My nephew has, was, and is still serving in Afghanistan/Iraq and stories like this really piss him off when I email them to him. He's not pissed off at the whiners, he's pissed off at me for believing such BS.
He always, always tells me to look at the name of the newspaper and/or the area of the country from where the story emanates. He's in the Special Forces so they've interacted with all branches of the military from the cook to the generals and he swears the whiners are a DISCTINCT minority . . . even in the Reserves.
"Dammit to hell," he wrote in his last comment about this subject, "9-11 is my generation's Pearl Harbor. We won't . . . WILL NOT . . . lose this war. Some candy-ass citizens in Eugene, Oregon or Washington, D.C. might . . . just like they did during Vietnam . . . but no one will be pointing any fingers our way. We see on a daily basis how we're helping the folks in this turd-infested part of the world have a brighter tomorrow than they have today.
"Dad," he calls me Dad I explain as I start to tear up, "These folks live in 1st Century conditions, they've cooked bugs and rats over open fires, then eaten them with their fingers, they have nothing, absolutely nothing. But you know what? The lowliest of the low here has never failed to offer us food, water, and shelter. Their last grain of food, their last cup of water, their best blanket at night . . . they know what we're trying to do for them.
"I've lost seven friends here, seven brothers . . . We will not let their deaths be in vain. Now, if you're going to read the bullshit stories from the Eugene scumbags, first of all, don't believe them. I know for a fact they're lying. And for those who do believe the whining assholes, tell them from me that . . . 'Both them and the whiners can kiss my ass. We're going to do our duties in spite of them.'"
He sent me this in October, 2003. I won't be forwarding this story to him. He's just in his early 20's . . . but that boy already has more courage and maturity and dignity than I'll ever have. I think I'll take his advice.

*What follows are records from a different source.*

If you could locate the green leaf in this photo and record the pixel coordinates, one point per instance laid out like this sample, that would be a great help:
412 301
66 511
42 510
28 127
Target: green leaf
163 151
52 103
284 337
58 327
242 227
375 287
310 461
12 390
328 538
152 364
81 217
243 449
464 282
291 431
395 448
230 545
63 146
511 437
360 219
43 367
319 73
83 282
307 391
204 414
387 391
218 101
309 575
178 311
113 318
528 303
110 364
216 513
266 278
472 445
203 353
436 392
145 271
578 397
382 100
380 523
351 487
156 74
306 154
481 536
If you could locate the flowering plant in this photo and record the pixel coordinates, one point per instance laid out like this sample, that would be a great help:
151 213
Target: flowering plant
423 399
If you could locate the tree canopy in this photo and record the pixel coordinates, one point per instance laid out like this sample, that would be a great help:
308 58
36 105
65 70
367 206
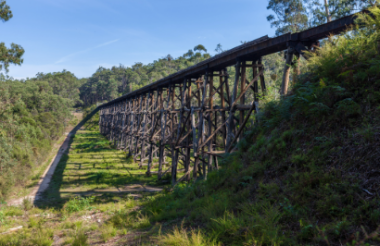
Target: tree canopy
14 54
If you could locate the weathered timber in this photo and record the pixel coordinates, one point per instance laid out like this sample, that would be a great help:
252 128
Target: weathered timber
198 114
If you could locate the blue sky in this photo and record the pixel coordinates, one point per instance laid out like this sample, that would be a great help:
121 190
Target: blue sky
81 35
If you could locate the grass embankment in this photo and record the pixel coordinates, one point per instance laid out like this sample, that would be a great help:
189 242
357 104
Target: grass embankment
92 183
308 173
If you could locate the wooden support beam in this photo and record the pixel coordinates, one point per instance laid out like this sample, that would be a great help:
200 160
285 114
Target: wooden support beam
285 78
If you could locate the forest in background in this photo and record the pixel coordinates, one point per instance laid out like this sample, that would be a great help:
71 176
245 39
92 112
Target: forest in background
34 112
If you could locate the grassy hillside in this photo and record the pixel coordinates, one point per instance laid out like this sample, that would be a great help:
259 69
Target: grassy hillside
308 173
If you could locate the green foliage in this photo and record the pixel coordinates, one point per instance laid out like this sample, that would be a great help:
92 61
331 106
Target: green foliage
15 53
79 204
301 175
107 84
31 118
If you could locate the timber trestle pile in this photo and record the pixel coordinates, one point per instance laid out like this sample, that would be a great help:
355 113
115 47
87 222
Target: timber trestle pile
183 123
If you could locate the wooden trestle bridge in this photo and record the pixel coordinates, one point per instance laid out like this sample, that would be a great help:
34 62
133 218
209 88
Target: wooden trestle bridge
195 115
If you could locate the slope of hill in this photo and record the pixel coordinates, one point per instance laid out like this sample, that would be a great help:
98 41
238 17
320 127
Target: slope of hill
308 173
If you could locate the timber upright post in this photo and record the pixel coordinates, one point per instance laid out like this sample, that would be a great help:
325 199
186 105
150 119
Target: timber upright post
285 78
174 150
161 142
188 124
232 106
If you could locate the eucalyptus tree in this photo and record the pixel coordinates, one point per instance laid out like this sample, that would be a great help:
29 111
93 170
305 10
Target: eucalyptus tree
289 16
14 54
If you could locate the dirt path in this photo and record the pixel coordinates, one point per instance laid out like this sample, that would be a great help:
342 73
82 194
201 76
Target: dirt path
45 179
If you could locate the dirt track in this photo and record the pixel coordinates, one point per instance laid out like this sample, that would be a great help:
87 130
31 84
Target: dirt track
45 179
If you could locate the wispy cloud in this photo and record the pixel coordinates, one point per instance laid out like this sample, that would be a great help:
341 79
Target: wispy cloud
67 58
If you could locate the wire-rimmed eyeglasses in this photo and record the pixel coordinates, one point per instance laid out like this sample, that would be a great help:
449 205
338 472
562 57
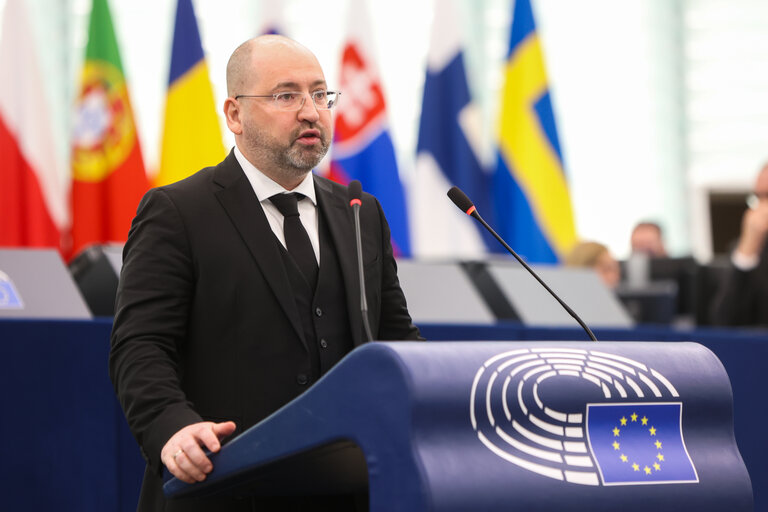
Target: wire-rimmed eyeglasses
294 100
754 199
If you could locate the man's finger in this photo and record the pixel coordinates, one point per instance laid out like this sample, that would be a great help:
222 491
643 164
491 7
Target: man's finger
211 438
196 457
177 471
191 467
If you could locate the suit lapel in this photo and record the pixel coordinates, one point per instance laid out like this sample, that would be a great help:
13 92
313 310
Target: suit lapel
341 226
242 206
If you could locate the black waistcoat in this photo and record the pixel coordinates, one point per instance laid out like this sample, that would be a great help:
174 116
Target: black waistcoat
324 316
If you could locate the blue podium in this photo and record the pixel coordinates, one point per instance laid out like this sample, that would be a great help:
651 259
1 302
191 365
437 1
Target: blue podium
491 426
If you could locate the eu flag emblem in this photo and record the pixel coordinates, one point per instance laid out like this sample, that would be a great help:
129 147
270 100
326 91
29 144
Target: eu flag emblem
9 297
639 443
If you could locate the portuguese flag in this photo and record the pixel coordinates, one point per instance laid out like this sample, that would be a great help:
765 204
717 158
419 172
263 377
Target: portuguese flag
108 177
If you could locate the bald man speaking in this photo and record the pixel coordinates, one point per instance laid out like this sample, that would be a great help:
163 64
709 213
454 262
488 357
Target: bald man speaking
239 287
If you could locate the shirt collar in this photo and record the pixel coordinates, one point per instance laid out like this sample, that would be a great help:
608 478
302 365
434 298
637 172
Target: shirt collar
265 187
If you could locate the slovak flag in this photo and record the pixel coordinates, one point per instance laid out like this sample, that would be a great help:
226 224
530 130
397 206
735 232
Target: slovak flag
362 148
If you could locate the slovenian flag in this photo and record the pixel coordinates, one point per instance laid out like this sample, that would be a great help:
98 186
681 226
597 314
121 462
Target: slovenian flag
447 152
532 202
362 148
191 134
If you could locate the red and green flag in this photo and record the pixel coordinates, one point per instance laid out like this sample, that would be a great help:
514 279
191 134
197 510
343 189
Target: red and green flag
108 176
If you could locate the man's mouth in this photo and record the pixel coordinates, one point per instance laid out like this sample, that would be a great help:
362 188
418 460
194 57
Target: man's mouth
309 137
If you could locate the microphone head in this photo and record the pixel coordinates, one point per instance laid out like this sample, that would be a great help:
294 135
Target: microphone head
461 200
355 192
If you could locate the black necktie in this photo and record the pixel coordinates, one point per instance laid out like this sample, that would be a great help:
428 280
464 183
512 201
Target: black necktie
296 237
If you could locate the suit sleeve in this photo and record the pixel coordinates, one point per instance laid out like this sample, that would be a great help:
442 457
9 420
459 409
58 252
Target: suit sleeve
152 306
394 322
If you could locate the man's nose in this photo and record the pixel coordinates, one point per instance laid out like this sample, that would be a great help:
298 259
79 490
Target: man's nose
308 110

The official purpose of the mission was to fight terrorism and to dismantle the weapons of mass destruction. "Liberating millions of people from a psycho" is a reason added after the fact.
1. A system that is set up without regard to the problems of reservists serving on active duty for extended periods. For instance, our leave accrued was not tracked on our LES's for 8 months after we were activated. We are told that that issue is "being tracked" by our battalion, but it would be nice to see those numbers on paper.
2. The feeling that we have been jerked around by being told one thing and then seeing another thing happen. When we were activated our orders said that we would be on active duty for "not more than 365 days." But, after we had been in theater for several months a new policy that said we would now be in theater for not more than 365 days was put into effect (and new orders were cut). I, personally, don't mind staying longer, but many people made long term plans based on the one year activation orders we were originally placed under.
3. The general concensus that regulars treat us like second class soldiers. In many cases (in the medical field for instance) reservists may have better skills than their active duty counterparts (reserve doctors may see seriously ill or injured people every day, while an active duty doc, will perhaps see a healthier segment of the population). But we are still looked down on by many regulars. And then,
4. We are being asked to preform the same duties as active duty soldiers without getting the same benefits. If a reservist is activated and sent to a stateside post for duty he can't PCS and bring his family. He can't enroll his kids in a DODDS school and he can't take advantage of other benefits, because he "isn't really active duty".
Now, you may say that that reservist may have known all that when he signed up and that may or may not be so. but he knows it now, and it seems to him like a raw deal, so he is getting out. Call it whining if you like, but to some reservists it seems like: fool me once shame on you, fool me twice, shame on me.